Zumindest lässt er zugunsten einer teleologischen Auslegung offen, auf welchen Zeitpunkt für die Annahme der Nichtfeststellbarkeit eines
Fahrzeugführers nach einer Zuwiderhandlung abzustellen ist. Bereits die tatbestandliche Verknüpfung von Zuwiderhandlung und Feststellung
eines Fahrzeugführers legt aber die Deutung nahe, dass die Rechtsfolge der Ermächtigung zu einer Fahrtenbuchauflage gerade dadurch
ausgelöst werden soll, dass der Fahrer nicht zur Verantwortung gezogen, die einschlägige Ordnungswidrigkeitsvorschrift also mit ihrer auch
generalpräventiven Zielrichtung nicht angewendet werden konnte.
10 Entgegen dem Vorbringen der Antragstellerin macht es für die Abwendung von zukünftigen Gefahren für die Sicherheit und Ordnung des
Straßenverkehrs auch durchaus einen Unterschied, ob ein Bußgeldbescheid gegen einen Fahrer verhängt werden kann bzw. konnte oder nicht.
Mit einer Fahrtenbuchauflage soll in Ergänzung der Kennzeichnungspflicht dafür Sorge getragen werden, dass anders als in dem Fall, der
Anlass zur Auferlegung eines Fahrtenbuches gegebenen hat, künftig die Feststellung eines Fahrzeugführers nach einer Zuwiderhandlung gegen
Verkehrsvorschriften ohne Schwierigkeiten möglich ist.

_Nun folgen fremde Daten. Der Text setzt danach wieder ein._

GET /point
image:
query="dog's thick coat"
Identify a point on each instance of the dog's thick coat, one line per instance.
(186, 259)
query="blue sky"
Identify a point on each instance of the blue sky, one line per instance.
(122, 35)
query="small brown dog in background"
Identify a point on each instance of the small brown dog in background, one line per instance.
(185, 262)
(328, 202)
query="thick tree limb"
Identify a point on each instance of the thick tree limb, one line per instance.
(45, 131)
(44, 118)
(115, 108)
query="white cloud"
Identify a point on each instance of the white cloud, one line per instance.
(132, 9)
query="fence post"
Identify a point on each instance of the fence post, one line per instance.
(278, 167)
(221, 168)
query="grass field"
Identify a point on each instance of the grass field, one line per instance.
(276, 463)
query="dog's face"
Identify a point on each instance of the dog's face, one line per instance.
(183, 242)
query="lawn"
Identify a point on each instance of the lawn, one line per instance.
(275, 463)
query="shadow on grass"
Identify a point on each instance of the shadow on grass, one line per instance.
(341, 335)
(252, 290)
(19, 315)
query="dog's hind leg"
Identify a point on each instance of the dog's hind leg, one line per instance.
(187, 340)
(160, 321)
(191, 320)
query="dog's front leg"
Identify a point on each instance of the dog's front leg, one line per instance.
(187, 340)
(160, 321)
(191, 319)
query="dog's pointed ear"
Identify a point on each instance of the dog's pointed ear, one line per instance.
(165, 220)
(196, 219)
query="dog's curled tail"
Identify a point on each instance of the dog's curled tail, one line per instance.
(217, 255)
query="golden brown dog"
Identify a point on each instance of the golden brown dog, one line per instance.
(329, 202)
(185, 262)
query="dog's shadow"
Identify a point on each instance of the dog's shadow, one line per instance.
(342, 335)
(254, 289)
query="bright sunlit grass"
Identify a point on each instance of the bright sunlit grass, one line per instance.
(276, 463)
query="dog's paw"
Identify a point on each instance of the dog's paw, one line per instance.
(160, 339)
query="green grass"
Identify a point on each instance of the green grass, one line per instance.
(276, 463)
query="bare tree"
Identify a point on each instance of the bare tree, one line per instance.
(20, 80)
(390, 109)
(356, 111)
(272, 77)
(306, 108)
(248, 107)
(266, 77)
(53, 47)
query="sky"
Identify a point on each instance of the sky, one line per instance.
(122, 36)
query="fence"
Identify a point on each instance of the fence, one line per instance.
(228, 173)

Die Anordnung zum Führen des Fahrtenbuches richtet sich an den Fahrzeughalter, weil
dieser die Verfügungsbefugnis und die Möglichkeit der Kontrolle über sein Fahrzeug besitzt. Gefährdet er die Sicherheit und Ordnung des
Straßenverkehrs dadurch, dass er unter Vernachlässigung seiner Aufsichtsmöglichkeiten nicht dartun kann oder will, wer im Zusammenhang mit
einer Verkehrszuwiderhandlung zu einem bestimmten Zeitpunkt sein Fahrzeug gefahren hat, darf er durch das Führen eines Fahrtenbuches zu
einer nachprüfbaren Überwachung der Fahrzeugbenutzung angehalten werden (BVerwG, Beschluss vom 03.02.1989, a.a.O.). Ansonsten würde
gerade bei der Benutzung eines Fahrzeugs durch verschiedene Personen - wie im vorliegenden Fall - eine theoretisch unbegrenzte Zahl von
nicht zu ahndenden Verkehrsverstößen ermöglicht, wenn der Fahrzeughalter sich jeweils durch Benennung des Fahrzeugführers nach Eintritt
der Verfolgungsverjährung von seiner Verantwortung befreien könnte. Es gilt deshalb der vom Bundesverwaltungsgericht für die Anwendung des
§ 31a Abs. 1 Satz 1 StVZO formulierte Grundsatz, dass Maßnahmen zur Aufklärung von Verkehrsordnungswidrigkeiten nur dann einen Sinn
haben, wenn der Täter vor Ablauf der Verjährungsfrist so rechtzeitig bekannt ist, dass die Verkehrsordnungswidrigkeit mit Aussicht auf Erfolg
geahndet werden kann und die daran anknüpfenden verkehrspolizeilichen Maßnahmen eingeleitet werden können (vgl. BVerwG, Urteil vom
17.12.1982, a.a.O.; Beschluss vom 01.03.1977 - 7 B 31.77 -, Buchholz 442.16 § 31a StVZO Nr. 4). Jede andere Betrachtung würde auf ein in der
verwaltungsgerichtlichen Rechtsprechung klar verneintes „doppeltes Recht“ hinauslaufen, nach einem Verkehrsverstoß aus eigennützigen
Gründen oder auch in Wahrnehmung eines Aussage- oder Zeugnisverweigerungsrechts die Täterfeststellung zu vereiteln und zugleich eine
Fahrtenbuchauflage abwehren zu dürfen (vgl. BVerwG, Beschluss vom 11.08.1999 - 3 B 96/99 -, BayVBl. 2000, 380; vom 22.06.1995 - 11 B 7.95
-, DAR 1995, 459; vgl. auch Senatsbeschluss vom 15.04.2009 - 10 S 584/09 -, VBlBW 2009, 356; BayVGH, Beschluss vom 30.08.2010 - 11 CS
10.1464 -, juris). Hiernach kann es der Antragstellerin nicht zugute kommen, dass sie den ihr offensichtlich von Anfang an bekannten
verantwortlichen Fahrzeugführer nach Ablauf der Verjährungsfrist benannt hat.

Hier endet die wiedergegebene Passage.